The merry-making that should have characterized day-two of the governing Unity Party’s (UP) National Convention in Gbarnga, Bong County, turned sour as delegates and well-wishers took to their heels when agent Prince Mawolo of the Executive Protective Service (EPS) assigned with President Ellen Johnson Sirleaf allegedly shot one of his colleagues outside the convention hall.
Mawolo shot and injured his fellow EPS officer (yet to be identified) when they reportedly disagreed on who was entitled to a “certain woman.”
The wounded agent was meanwhile admitted at the Intensive Care Unit (ICU) at the Phebe Hospital in Suakoko, near Gbarnga, although there has not been an official statement about his condition, a hospital source told our reporter yesterday via mobile phone.
The situation, which nearly disrupted the holding of the second day of the convention on Friday, July 8, resulted in several other persons, including a radio journalist from Monrovia, sustaining injuries in the stampede.
Many of those who sustained injuries said they were frightened by both the gunfire and the scuffle that ensued while police and other EPS officers struggled to disarm the agent who reportedly discharged his firearm. He was meanwhile subdued.
A male victim, who nearly broke his hand in the rush to get as far away as possible from the sound of the gun, said the “unprofessional discharge of the firearm by the EPS agent took place a stone’s throw away from President Sirleaf’s convoy and other dignitaries.”
What the Daily Observer gathered shortly afterward, which was corroborated by what LNP sources later told this newspaper, was that Agent Mawolo and the injured officer had quarreled over who should enjoy the company of a prostitute who was on the lookout for a ‘john’ when his weapon went off. She was, however, not harmed.

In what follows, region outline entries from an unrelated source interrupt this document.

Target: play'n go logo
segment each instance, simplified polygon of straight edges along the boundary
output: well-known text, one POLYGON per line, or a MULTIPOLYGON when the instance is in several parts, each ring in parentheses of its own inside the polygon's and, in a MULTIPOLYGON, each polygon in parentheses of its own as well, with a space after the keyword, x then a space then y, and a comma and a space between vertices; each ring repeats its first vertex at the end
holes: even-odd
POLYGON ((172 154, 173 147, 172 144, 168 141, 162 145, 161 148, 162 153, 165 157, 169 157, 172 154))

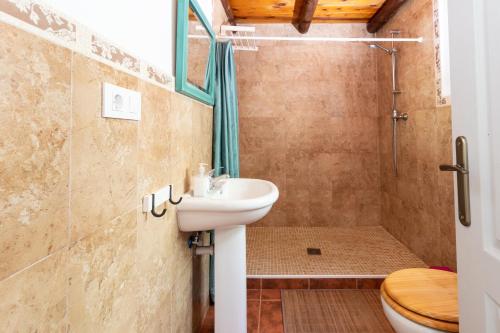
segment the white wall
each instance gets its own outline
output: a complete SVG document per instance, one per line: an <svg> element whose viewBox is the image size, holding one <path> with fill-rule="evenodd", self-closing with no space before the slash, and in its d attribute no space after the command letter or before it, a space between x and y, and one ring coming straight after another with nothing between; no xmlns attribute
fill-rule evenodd
<svg viewBox="0 0 500 333"><path fill-rule="evenodd" d="M198 0L209 20L212 0ZM135 56L173 75L175 0L44 0Z"/></svg>

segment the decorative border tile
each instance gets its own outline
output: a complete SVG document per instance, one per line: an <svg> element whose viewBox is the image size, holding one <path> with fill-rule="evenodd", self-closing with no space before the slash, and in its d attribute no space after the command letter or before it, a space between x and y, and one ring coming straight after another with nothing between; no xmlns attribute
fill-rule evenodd
<svg viewBox="0 0 500 333"><path fill-rule="evenodd" d="M0 0L0 11L37 27L65 42L76 41L76 26L50 8L31 0Z"/></svg>
<svg viewBox="0 0 500 333"><path fill-rule="evenodd" d="M173 91L174 78L37 0L0 0L0 21Z"/></svg>
<svg viewBox="0 0 500 333"><path fill-rule="evenodd" d="M436 96L437 105L450 104L450 97L443 96L441 90L441 52L440 52L440 33L439 33L439 1L434 0L434 56L436 64Z"/></svg>
<svg viewBox="0 0 500 333"><path fill-rule="evenodd" d="M128 70L134 72L139 72L140 70L140 63L136 57L120 50L96 35L92 35L92 53L119 64Z"/></svg>

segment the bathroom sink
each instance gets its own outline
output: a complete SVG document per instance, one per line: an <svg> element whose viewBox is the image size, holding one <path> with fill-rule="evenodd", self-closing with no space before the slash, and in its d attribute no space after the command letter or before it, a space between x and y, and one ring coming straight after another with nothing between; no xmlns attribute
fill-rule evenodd
<svg viewBox="0 0 500 333"><path fill-rule="evenodd" d="M208 197L183 196L177 205L182 231L204 231L254 223L278 200L276 185L266 180L229 178L218 182Z"/></svg>

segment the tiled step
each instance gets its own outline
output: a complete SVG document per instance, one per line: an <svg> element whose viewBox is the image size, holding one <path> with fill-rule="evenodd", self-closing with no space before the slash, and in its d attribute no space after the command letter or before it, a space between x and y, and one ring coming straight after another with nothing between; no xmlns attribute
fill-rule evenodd
<svg viewBox="0 0 500 333"><path fill-rule="evenodd" d="M248 278L247 289L379 289L383 278Z"/></svg>

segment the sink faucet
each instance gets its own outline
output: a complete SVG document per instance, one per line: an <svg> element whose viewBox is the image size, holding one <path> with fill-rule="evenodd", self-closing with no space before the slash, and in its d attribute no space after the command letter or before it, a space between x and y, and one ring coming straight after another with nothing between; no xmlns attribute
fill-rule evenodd
<svg viewBox="0 0 500 333"><path fill-rule="evenodd" d="M210 187L208 189L209 192L212 191L220 191L222 189L221 180L228 179L230 176L228 174L223 174L218 177L214 177L215 169L212 169L208 172L208 176L210 177Z"/></svg>

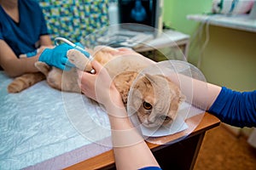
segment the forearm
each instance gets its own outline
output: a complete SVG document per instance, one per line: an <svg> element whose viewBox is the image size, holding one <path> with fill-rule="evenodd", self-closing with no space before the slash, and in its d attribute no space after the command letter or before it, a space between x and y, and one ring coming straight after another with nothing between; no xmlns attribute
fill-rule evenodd
<svg viewBox="0 0 256 170"><path fill-rule="evenodd" d="M204 110L208 110L212 106L221 90L217 85L182 74L170 74L169 78L179 86L187 101Z"/></svg>
<svg viewBox="0 0 256 170"><path fill-rule="evenodd" d="M38 55L31 58L12 59L3 65L5 72L12 77L20 76L27 72L37 72L38 70L34 63L38 61Z"/></svg>
<svg viewBox="0 0 256 170"><path fill-rule="evenodd" d="M38 60L38 54L32 58L18 59L9 46L0 40L0 65L9 76L38 71L34 63Z"/></svg>

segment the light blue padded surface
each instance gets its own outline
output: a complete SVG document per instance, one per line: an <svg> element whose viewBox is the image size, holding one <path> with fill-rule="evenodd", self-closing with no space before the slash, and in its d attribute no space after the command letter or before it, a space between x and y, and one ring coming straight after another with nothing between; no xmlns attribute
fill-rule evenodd
<svg viewBox="0 0 256 170"><path fill-rule="evenodd" d="M108 124L108 116L84 95L61 94L49 88L45 81L20 94L8 94L7 86L11 81L0 71L1 170L27 167L92 144L90 139L84 138L73 128L63 96L68 98L67 105L73 108L73 114L83 115L84 134L98 134L97 139L110 136L94 131L99 123ZM84 109L79 109L81 105L77 103L76 99L81 98L86 104L85 112L81 112ZM69 116L72 114L69 112ZM101 121L95 123L92 119Z"/></svg>

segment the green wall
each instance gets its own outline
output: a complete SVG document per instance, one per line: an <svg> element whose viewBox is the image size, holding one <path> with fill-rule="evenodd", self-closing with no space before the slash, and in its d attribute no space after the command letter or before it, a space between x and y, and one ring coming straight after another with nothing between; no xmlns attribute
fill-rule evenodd
<svg viewBox="0 0 256 170"><path fill-rule="evenodd" d="M210 26L209 42L201 52L207 28L186 15L209 13L211 8L212 0L165 0L164 21L191 36L189 62L197 65L201 60L207 82L240 91L256 89L256 32Z"/></svg>

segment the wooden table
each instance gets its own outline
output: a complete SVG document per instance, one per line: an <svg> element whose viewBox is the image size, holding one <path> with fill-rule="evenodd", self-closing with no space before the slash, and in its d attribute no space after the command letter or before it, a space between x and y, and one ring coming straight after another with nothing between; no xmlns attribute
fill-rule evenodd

Mawolo who had resisted arrest, was later subdued, disarmed, handcuffed and thrown in the back of a police pick-up that took him to the Gbarnga police station.
Some officers alleged that Agent Mawolo acted under the influence of alcohol, but EPS Director Frank Nyankan attributed the agent’s action to what he described as “an accidental discharge, which unfortunately wounded his colleague.”